Вы здесь

Человек на все рынки: из Лас-Вегаса на Уолл-стрит. Как я обыграл дилера и рынок. 6. Час ягненка (Эдвард Торп, 2017)

6

Час ягненка

Я прилетел в Вашингтон с его свинцовым зимним небом и первыми шквалами начинавшейся сильнейшей снежной бури. Город все еще был переполнен приехавшими на инаугурацию нового президента США – Джона Ф. Кеннеди.

Конференция Американского математического общества проводилась в старом отеле Willard. Я ожидал встретить там всего около пяти десятков ученых, но обнаружил зал, набитый под завязку оживленной толпой в несколько сотен человек. Среди математиков то и дело попадались персонажи другого типа, в темных очках, с сигарами и огромными безвкусными перстнями на мизинцах, а также репортеры с фотоаппаратами и блокнотами. Мое выступление было составлено в обычном для математических конференций сухом, деловом стиле. Сначала я объяснял, как можно выиграть при помощи подсчета пятерок, затем упомянул, что подсчет десяток работает еще лучше, и наконец упомянул все огромное разнообразие систем подсчета карт, которые можно создать на основе моей методики. Мой сжатый, специализированный доклад не охладил энтузиазма публики. Закончив его, я положил на стол жалкие пять десятков экземпляров своего выступления. Толпа набросилась на них, как стая хищников на свежее мясо.

Уступая просьбам публики, организаторы устроили после моего доклада пресс-конференцию, после которой я дал интервью одному из крупных телеканалов и нескольким радиопередачам. Ученые и технические специалисты, как правило, понимали описанную мной выигрышную стратегию и верили в мою правоту, в отличие от представителей казино и некоторых из журналистов. Газета Washington Post напечатала язвительную редакционную статью о приезжем математике, утверждавшем, что у него есть система, позволяющая выигрывать в азартные игры. Это напоминало им анекдот про объявление: «Пришлите нам 1 доллар и получите безотказное средство борьбы с сорняками». Отправивший доллар получал в ответ следующую инструкцию: «Возьмитесь за стебель и тяните изо всех сил». Один из представителей казино саркастически заявил, что его заведение само отправляет в аэропорт такси за системными игроками (с тех пор прошло больше пятидесяти лет, а я все еще не дождался этого такси). Другой рассказал, что я прислал ему список подробных вопросов о правилах игры в блэкджек в его казино. Он утверждал, что я даже не знал правил игры. Действительно, за пару лет до этого, когда я начинал свои вычисления, я разослал такой вопросник в двадцать шесть невадских казино. Я хотел выяснить, насколько правила игры различались в разных заведениях, и, в особенности, выяснить, существуют ли казино с более благоприятными, чем обычно, правилами. Тринадцать из двадцати шести игорных домов были настолько любезны, что ответили на вопросы невежественного исследователя.

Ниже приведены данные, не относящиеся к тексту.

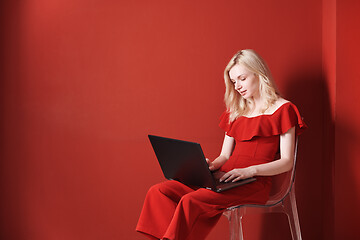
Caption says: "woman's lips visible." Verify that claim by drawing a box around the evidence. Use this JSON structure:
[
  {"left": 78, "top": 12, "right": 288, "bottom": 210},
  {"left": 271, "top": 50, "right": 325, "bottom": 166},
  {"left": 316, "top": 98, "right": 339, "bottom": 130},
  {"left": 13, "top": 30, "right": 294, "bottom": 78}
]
[{"left": 240, "top": 90, "right": 246, "bottom": 96}]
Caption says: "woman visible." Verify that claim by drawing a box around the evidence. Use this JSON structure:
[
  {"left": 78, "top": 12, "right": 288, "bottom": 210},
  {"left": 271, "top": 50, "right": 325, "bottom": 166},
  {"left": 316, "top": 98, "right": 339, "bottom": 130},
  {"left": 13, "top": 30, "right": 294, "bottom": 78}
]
[{"left": 136, "top": 50, "right": 306, "bottom": 240}]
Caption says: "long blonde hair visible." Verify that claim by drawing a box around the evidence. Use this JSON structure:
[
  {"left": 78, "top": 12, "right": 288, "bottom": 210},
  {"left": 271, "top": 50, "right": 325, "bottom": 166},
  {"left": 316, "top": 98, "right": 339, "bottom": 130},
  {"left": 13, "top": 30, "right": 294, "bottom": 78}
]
[{"left": 224, "top": 49, "right": 280, "bottom": 122}]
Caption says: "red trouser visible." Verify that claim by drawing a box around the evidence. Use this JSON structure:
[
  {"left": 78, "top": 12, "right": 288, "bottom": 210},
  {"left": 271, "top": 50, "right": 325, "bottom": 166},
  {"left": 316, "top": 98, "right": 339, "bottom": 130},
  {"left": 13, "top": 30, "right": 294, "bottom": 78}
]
[{"left": 136, "top": 178, "right": 271, "bottom": 240}]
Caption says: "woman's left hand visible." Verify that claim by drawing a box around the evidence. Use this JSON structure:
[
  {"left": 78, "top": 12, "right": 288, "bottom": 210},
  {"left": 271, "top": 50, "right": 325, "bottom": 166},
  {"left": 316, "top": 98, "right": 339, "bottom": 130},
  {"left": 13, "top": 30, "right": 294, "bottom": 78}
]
[{"left": 220, "top": 166, "right": 256, "bottom": 182}]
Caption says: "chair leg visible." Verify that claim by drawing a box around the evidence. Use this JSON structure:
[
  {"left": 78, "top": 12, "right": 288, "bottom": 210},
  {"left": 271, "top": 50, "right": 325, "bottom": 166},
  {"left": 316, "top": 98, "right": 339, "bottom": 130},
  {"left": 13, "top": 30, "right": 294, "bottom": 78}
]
[
  {"left": 227, "top": 208, "right": 245, "bottom": 240},
  {"left": 284, "top": 191, "right": 302, "bottom": 240}
]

После моего доклада у меня взял интервью молодой репортер из Washington Post по имени Том Вулф. Газета напечатала его статью[63] под заголовком «Математик утверждает, что игорный дом можно обыграть в блэкджек – и еще как!» Он проявлял скорее любознательность, чем скептицизм, сочувственно, но настойчиво добиваясь ответов на свои вопросы. Впоследствии Вулф стал одним из известнейших американских писателей.

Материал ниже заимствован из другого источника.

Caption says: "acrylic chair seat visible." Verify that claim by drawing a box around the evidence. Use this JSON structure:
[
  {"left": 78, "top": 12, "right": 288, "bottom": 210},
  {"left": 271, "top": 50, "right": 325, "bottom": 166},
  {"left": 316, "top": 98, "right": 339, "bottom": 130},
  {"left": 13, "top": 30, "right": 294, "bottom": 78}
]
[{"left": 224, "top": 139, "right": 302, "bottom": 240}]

К этому моменту вашингтонские аэропорты были завалены снегом, поэтому я вернулся в Бостон на поезде. В пути у меня было достаточно времени подумать о том, как мои исследования в области математической теории игр могут изменить мою жизнь. Коротко говоря, жизнь – это смесь случайностей и решений. Случайности можно считать картами, которые сдают нам в жизни. Решения определяют, как мы их разыгрываем. Я решил заняться блэкджеком. В результате этого случайность открыла передо мной новые, неожиданные возможности.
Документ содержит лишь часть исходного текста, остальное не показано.